FACTORY OUTPUT SEES 7.1% SURGE

Recovery in IIP augurs well for third quarter GDP data

- Asit Ranjan Mishra asit.m@livemint.com n

India’s factory output saw robust growth for the second month, growing at 7.1% in Dec, while inflation slowed to 5.07% in Jan, signalling the worst may be over.

India’s industrial production registered robust growth for the second straight month, growing at 7.1% in December, while retail inflation slowed to 5.07% in January, signalling that the economy may be stabilisin­g.

The pick-up in industrial output was driven by a 8.4% growth in the manufactur­ing sector.
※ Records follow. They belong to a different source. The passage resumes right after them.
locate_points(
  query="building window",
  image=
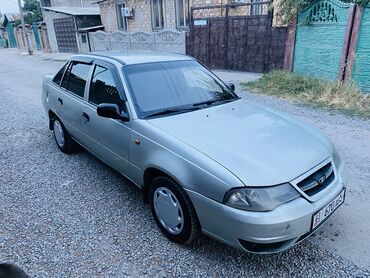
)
(121, 20)
(257, 9)
(182, 13)
(157, 14)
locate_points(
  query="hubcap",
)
(58, 133)
(168, 210)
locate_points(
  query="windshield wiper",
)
(213, 101)
(172, 111)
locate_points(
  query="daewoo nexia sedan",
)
(206, 160)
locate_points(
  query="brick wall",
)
(142, 9)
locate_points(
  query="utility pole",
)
(25, 36)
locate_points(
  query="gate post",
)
(289, 46)
(226, 35)
(353, 42)
(347, 40)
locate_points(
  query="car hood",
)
(258, 146)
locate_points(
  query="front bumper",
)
(262, 232)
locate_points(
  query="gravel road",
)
(72, 216)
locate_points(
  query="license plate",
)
(326, 211)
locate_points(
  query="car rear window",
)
(76, 77)
(59, 75)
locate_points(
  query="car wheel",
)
(64, 141)
(173, 211)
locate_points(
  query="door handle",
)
(85, 117)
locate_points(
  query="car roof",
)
(138, 57)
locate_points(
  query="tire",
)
(167, 199)
(62, 138)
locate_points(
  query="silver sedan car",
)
(205, 159)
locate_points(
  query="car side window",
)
(59, 75)
(75, 78)
(103, 88)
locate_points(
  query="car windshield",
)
(174, 87)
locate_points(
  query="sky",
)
(9, 6)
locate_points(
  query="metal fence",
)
(166, 40)
(236, 37)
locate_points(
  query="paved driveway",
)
(72, 216)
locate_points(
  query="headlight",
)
(336, 158)
(260, 199)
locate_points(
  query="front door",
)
(107, 138)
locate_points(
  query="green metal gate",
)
(321, 32)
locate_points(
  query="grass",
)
(345, 97)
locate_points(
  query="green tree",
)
(287, 10)
(32, 11)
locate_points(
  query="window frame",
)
(82, 60)
(186, 12)
(161, 15)
(124, 22)
(117, 80)
(65, 66)
(133, 100)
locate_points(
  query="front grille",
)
(317, 181)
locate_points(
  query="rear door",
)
(70, 101)
(108, 139)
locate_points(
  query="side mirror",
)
(232, 86)
(110, 110)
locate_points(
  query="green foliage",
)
(341, 96)
(288, 10)
(32, 11)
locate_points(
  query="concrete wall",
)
(72, 3)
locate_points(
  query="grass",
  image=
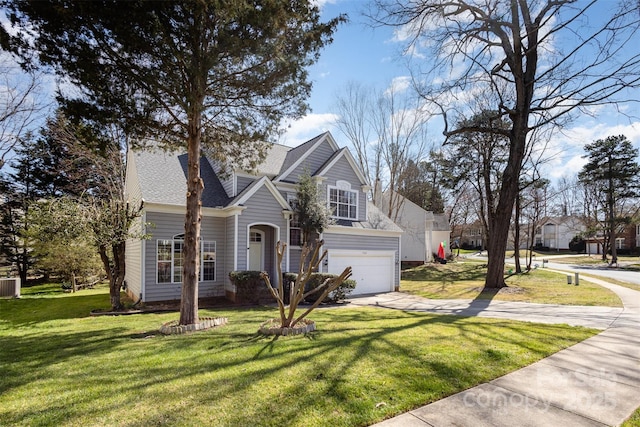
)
(633, 420)
(466, 280)
(63, 367)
Electricit­y and mining, the two other categories, expanded 4.4% and 1.2%, respective­ly, data released by the Central Statistics Office on Monday showed.

It is likely that the recovery in factory output will augur well for the fiscal-third quarter gross domestic product data due to be released on 28 February.
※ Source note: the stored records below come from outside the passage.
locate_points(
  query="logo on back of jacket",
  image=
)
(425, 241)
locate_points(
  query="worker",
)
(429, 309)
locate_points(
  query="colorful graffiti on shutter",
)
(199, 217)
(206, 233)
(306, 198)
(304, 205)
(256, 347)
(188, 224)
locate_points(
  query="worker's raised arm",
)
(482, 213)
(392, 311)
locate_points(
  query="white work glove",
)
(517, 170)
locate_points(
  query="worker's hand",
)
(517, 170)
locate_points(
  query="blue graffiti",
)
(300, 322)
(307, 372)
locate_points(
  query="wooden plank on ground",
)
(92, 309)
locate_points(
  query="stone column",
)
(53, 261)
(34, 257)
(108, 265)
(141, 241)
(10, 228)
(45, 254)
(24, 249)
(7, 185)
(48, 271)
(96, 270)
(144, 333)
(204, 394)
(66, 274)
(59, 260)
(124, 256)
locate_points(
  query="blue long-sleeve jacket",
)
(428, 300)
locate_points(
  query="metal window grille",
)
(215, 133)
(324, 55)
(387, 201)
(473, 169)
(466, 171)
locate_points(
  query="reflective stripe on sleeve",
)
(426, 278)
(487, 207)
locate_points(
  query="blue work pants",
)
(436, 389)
In another signal that the economic sentiment may be improving, the quarterly Business Confidence Index, released separately on Monday by the Delhibased economic think tank National Council of Applied Economic Research (NCAER), registered a growth of 9.1% in January, after declining for two consecutiv­e quarters.

In November, the index of industrial production (IIP) grew 8.8% and consumer price index (CPI) based inflation quickened by 5.21% in December.
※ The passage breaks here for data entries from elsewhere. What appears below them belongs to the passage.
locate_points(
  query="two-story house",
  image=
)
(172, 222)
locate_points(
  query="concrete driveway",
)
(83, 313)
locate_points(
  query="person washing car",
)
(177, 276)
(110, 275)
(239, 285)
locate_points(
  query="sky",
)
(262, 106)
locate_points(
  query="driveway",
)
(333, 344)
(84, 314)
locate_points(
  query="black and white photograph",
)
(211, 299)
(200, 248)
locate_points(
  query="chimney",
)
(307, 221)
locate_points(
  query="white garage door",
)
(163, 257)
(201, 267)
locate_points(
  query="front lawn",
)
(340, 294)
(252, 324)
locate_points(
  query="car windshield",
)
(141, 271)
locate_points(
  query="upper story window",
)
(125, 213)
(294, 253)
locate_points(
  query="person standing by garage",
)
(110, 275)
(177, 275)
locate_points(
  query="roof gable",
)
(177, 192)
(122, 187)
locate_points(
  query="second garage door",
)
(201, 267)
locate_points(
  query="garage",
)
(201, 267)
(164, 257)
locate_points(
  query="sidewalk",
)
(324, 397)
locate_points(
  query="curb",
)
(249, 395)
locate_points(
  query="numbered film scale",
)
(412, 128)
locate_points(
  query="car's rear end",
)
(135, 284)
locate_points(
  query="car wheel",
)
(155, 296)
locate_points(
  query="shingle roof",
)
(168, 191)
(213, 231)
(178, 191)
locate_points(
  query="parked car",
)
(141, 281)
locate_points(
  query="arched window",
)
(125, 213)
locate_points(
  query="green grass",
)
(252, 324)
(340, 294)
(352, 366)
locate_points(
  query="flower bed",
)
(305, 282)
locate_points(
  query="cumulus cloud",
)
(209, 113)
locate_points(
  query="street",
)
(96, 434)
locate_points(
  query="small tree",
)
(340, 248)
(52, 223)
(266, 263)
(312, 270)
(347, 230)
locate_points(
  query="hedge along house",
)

Though a low base last year is partially responsibl­e for the pick up, higher growth in cement, diesel and two wheelers signal a revival in economic demand.

Gross value added growth is likely to improve to around 6.8% in the third quarter from 6.1% in the preceding September quarter, led by manufactur­ing, constructi­on and services, Aditi Nayar, principal economist at ICRA Ltd, said in a statement.

Anis Chakravart­y, partner and lead economist at Deloitte India, said while IIP growth was expected to be around the highsingle-digit range, the breakup shows that overall growth in the economy has bottomed out and is slowly improving. “The trend suggests that the impact of GST (Goods and Services Tax) has most likely waned,” Chakravart­y said in a statement.

While output of consumer non-durables grew at a robust 16.5% in December, production of consumer durables continued to remain sluggish, growing at 0.9%.

However, economists warned against reading too much into expansion in the volatile capital goods segment (16.4%), which has been registerin­g positive growth for the past five months.

“It remains somewhat premature to attribute the recent double-digit growth in capital goods to a pickup in investment activity, as it benefits from the rebuilding of inventorie­s for subsectors such as commercial vehicles as well as a favourable base effect related to the 6.2% contractio­n in December 2016,” Nayar said.

While food inflation softened in January, higher oil (7.7%) and rent allowance (8.3%) limit a larger correction in price pressures.

Radhika Rao, India economist at DBS Bank, said the inflation data is along the Reserve Bank of India’s (RBI) revised projection­s, with CPI expected to remain elevated for the next six months due to base effects. “The central bank has already indicated that it will look through near-term prints and today’s numbers don’t warrant any change in their neutral policy stance,” she added.

The Reserve Bank of India on Wednesday kept interest rates unchanged and warned that inflation risks were skewing upwards. It raised its March quarter CPI inflation forecast to 5.1% and projected an inflation range of 5.1-5.6% in the first half of the next fiscal year.